Pantek Library
Hosting Provided By
CybrHost
High Speed Hosting

DO NOT REPLY [Bug 7617] New: - Apache 1.3.x race condition causes gratuitous 3-second CGI delay

From: <bugzilla(at)apache.org>
Date: Fri Mar 29 2002 - 14:58:37 EST


DO NOT REPLY TO THIS EMAIL, BUT PLEASE POST YOUR BUG RELATED COMMENTS THROUGH THE WEB INTERFACE AVAILABLE AT <http://nagoya.apache.org/bugzilla/show_bug.cgi?id=7617>. ANY REPLY MADE TO THIS MESSAGE WILL NOT BE COLLECTED AND INSERTED IN THE BUG DATABASE. http://nagoya.apache.org/bugzilla/show_bug.cgi?id=7617

Apache 1.3.x race condition causes gratuitous 3-second CGI delay

           Summary: Apache 1.3.x race condition causes gratuitous 3-second
                    CGI delay
           Product: Apache httpd-1.3
           Version: 1.3.24
          Platform: Sun
        OS/Version: Solaris
            Status: NEW
          Severity: Normal
          Priority: Other
         Component: mod_cgi
        AssignedTo: bugs@httpd.apache.org
        ReportedBy: andrew@tellme.com

This is a repost of a bug that I reported to dev@httpd.apache.org list in 2001. Since that forum is usually primarily concerned with development of Apache 2, I am open this as a Bugzilla bug. The bug never made it into the former Apache bugtracking system, although it did have some similarities to some (VERY old) existing bug reports for various architectures.

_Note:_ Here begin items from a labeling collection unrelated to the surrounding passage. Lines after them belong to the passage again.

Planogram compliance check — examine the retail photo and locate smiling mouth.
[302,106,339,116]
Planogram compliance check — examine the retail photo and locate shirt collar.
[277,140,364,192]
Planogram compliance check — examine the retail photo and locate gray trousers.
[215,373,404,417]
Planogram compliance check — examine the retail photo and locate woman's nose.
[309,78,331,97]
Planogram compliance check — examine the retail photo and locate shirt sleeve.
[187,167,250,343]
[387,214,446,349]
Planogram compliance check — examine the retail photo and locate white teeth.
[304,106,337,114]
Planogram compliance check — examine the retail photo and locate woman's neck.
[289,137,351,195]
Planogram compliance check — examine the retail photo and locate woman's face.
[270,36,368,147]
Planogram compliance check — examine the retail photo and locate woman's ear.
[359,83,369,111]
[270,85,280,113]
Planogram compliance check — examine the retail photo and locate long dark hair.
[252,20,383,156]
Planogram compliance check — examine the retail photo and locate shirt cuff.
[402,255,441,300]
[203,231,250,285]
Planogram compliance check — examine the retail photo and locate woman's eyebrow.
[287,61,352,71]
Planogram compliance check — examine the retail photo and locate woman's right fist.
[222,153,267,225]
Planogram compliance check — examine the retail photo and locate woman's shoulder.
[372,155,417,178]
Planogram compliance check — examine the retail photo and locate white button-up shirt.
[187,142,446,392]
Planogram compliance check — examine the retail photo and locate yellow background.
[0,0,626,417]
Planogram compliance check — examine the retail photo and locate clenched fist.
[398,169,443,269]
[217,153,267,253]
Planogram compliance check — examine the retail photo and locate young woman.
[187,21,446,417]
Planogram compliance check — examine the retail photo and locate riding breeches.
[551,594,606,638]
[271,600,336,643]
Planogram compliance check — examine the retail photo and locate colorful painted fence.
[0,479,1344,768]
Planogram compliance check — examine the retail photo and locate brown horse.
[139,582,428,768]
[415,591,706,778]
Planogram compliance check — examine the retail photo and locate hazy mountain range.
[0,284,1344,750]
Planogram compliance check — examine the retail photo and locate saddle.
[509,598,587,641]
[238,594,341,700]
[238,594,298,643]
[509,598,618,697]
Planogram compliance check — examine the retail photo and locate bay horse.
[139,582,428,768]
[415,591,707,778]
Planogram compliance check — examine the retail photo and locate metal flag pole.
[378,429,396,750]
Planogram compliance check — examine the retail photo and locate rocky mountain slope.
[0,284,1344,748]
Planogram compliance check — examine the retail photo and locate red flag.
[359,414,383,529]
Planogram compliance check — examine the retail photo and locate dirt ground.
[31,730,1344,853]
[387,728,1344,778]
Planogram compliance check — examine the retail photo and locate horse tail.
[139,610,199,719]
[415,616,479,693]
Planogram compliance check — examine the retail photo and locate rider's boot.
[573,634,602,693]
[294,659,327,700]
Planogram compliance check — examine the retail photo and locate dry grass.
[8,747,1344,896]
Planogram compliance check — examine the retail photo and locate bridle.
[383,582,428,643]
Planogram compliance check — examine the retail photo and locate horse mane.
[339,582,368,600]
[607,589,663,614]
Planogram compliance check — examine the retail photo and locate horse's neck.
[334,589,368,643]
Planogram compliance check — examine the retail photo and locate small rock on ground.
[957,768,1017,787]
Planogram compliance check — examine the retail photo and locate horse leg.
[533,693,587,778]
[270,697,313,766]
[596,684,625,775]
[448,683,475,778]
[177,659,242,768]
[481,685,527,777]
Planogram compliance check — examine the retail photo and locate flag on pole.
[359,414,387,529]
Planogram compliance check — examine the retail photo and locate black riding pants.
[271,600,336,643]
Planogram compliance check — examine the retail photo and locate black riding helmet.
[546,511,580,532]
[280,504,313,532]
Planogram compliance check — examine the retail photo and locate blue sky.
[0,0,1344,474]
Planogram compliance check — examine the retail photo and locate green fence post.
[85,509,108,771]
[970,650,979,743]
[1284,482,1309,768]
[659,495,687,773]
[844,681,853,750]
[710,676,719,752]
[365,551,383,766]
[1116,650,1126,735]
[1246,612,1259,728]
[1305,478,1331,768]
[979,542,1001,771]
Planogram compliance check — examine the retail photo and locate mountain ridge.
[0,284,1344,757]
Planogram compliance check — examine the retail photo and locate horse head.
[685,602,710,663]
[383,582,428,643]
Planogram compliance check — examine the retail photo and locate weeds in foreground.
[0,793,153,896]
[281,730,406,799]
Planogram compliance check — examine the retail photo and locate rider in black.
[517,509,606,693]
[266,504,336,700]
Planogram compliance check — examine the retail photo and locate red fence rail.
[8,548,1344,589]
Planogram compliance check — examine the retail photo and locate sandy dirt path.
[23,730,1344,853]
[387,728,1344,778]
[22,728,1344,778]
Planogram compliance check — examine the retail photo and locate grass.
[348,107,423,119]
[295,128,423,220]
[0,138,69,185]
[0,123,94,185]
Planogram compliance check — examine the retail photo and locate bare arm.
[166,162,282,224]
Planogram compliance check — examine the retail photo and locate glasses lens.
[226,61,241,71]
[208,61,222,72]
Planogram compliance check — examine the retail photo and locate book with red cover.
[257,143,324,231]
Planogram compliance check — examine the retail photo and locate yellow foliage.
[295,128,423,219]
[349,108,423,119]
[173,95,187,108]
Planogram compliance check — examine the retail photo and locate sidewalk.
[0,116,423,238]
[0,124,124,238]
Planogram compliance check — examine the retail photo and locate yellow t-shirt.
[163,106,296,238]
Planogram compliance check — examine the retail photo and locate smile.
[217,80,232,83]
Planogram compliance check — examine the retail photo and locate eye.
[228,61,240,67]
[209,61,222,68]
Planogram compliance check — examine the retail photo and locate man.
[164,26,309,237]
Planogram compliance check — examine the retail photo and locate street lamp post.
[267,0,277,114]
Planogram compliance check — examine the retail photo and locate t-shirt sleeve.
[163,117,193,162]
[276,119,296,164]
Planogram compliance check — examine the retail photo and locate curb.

There is an apparent race condition in Apache 1.3.x CGI handling which results in occasional unnecessary 3-second delays resulting from a pause between when a CGI child process closes it output pipe and when that process subsequently exits. Under normal circumstances, it appears that only Solaris x86 is majorly affected.

Specifically, the code in mod_cgi.c reads from its child process until the child process breaks the pipe. The cleanup code in alloc.c then calls waitpid() with WNOHANG to check to see if its child process has died; if its pid is not waiting, Apache assumes that the process has hung. It sends a SIGTERM, waits 3 seconds, then sends a SIGKILL. The relevant code is in free_proc_chain() in alloc.c.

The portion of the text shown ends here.